Hayatımızın keyif aldığımız özel anlarından ne zaman vazgeçtik?

Eşimize, dostlarımıza, arkadaşlarımıza seçmesi günlerce süren hediyeler vermekten…

Birbirimize kitaplar, filmler tavsiye etmekten…

Bir bardak çay, bir fincan kahve eşliğinde saatlerce süren dostça sohbetlerden…

Aile albümümüzü açıp çocukluk, gençlik fotoğraflarımıza gülmekten…

Güzelliğe,

Dış görünüşe,

Başarıya çok fazla önem veren bir toplumda…

Sürekli en iyiyi,

En güzeli,

En parlak işleri yapmak uğruna,

Kendimize vakit ayırmaktan ne zaman vazgeçtik?

Sonuçta sürekli çok meşgulüz değil mi?

Beklemeye tahammülümüz yok.

Tüm bu özel anlara ayıracak vaktimiz yok.

Sanal” bir dünyanın içinde “gerçek” duyguları yaşamaya ihtiyacımız yok.

İnternetten indiremiyorsak anılarımızın ne anlamı var değil mi?

Yaşamlarımızı tekrar oynatacak “oynat” tuşu nerede?

Öyle ya…

Artık iPhone’larımız, fiber optik internet bağlantılarımız var.

Daha hızlıyız…

Daha hızlıyız…

Daha hızlıyız…

Ama her şeyin daha hızlısı daha iyi demek değil.

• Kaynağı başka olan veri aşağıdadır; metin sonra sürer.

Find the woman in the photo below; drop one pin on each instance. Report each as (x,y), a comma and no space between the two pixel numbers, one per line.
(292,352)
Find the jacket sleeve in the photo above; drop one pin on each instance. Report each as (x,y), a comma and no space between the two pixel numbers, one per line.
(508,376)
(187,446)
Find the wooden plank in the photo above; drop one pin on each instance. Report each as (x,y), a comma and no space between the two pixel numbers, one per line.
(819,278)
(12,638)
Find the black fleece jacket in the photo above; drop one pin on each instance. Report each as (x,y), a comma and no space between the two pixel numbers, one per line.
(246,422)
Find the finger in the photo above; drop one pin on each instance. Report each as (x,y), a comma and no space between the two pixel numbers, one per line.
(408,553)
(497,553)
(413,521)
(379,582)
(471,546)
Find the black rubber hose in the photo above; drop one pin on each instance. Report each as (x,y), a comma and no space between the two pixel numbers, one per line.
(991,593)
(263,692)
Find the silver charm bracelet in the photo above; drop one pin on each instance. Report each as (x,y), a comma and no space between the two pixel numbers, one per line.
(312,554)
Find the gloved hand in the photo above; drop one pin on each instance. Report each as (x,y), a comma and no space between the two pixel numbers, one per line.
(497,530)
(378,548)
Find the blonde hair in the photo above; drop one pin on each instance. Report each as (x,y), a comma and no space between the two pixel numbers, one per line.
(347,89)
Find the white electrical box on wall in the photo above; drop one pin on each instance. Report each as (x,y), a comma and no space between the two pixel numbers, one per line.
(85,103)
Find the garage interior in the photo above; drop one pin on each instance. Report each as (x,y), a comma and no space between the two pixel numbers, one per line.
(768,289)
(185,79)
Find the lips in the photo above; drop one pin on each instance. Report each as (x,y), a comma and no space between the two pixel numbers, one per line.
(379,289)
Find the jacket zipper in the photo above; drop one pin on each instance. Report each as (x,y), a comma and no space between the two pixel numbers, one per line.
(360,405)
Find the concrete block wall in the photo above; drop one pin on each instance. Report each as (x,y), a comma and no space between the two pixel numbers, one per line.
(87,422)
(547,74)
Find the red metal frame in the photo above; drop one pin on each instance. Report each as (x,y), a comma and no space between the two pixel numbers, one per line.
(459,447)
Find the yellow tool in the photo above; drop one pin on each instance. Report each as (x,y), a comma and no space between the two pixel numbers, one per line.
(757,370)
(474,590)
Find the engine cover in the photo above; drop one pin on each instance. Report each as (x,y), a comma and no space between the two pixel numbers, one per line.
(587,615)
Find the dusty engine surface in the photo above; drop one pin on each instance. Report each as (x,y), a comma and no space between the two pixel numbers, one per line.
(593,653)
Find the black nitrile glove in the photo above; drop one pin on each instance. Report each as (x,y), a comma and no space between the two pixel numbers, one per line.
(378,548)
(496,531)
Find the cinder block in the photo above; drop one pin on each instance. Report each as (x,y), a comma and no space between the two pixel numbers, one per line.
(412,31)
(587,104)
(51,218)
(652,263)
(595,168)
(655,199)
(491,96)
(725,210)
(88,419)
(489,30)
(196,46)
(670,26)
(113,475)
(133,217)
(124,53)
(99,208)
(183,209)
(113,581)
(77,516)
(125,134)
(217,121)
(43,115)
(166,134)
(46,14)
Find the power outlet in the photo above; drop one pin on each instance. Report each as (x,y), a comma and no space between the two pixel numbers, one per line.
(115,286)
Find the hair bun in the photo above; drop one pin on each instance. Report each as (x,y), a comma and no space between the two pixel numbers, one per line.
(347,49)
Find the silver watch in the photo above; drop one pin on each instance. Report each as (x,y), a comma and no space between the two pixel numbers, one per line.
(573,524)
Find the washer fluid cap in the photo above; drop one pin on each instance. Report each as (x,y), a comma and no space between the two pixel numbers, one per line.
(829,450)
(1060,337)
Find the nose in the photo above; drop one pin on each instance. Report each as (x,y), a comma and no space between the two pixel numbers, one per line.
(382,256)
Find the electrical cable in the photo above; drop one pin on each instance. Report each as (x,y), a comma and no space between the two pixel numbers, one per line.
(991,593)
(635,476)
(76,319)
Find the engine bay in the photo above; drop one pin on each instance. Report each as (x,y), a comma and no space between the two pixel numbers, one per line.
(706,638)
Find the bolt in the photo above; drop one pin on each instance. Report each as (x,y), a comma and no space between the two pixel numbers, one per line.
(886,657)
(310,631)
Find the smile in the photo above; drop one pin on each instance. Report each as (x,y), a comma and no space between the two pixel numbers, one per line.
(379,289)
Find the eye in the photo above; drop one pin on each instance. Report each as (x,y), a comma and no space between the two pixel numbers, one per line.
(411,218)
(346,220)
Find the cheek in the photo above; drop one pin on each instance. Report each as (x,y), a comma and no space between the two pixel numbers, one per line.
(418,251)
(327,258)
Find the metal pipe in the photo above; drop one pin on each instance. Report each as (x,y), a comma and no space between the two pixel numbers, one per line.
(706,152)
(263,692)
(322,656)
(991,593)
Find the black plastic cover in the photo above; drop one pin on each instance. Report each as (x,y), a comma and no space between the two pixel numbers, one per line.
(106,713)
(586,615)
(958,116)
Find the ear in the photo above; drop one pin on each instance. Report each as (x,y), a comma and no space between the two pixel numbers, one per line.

Bizler bu hıza yetişmeye çalışırken,

İnsanlarla aynı hızla ilişki, daha derin bağlar, güçlü dostluklar kuramıyoruz.

Kendimizi,

Düşüncelerimizi,

Seçimlerimizi,

Yeniden şekillendirmeye gayret etmiyoruz.

Bırakın tüm bunları;

Ailemize bile vakit ayıramıyoruz.

Ben eski moda ilişkilerden yanayım.

Bu hıza(!) ayak uydurmak yerine,

Sabırla kurulan güvenden yanayım.

Düşünerek atılan adımlardan yanayım.

Birileriyle paylaşmanın mutluluğunu, huzurunu yaşamaktan yanayım…

Çünkü…

Bir yemeği paylaştığın birinden nefret edemezsin.

Bir ekmeği paylaştığın birinden nefret edemezsin.

Acısını, üzüntüsünü, dertlerini paylaştığın birinden nefret edemezsin.

Paylaşırsan, “sevgi” doğar.

Paylaşırsan, farklılıklarınızı değil benzerliklerinizi fark edersin…

Paylaşırsan, aynı fikirde olmasan bile o insanları takdir edersin, onları farklı görmeye başlarsın.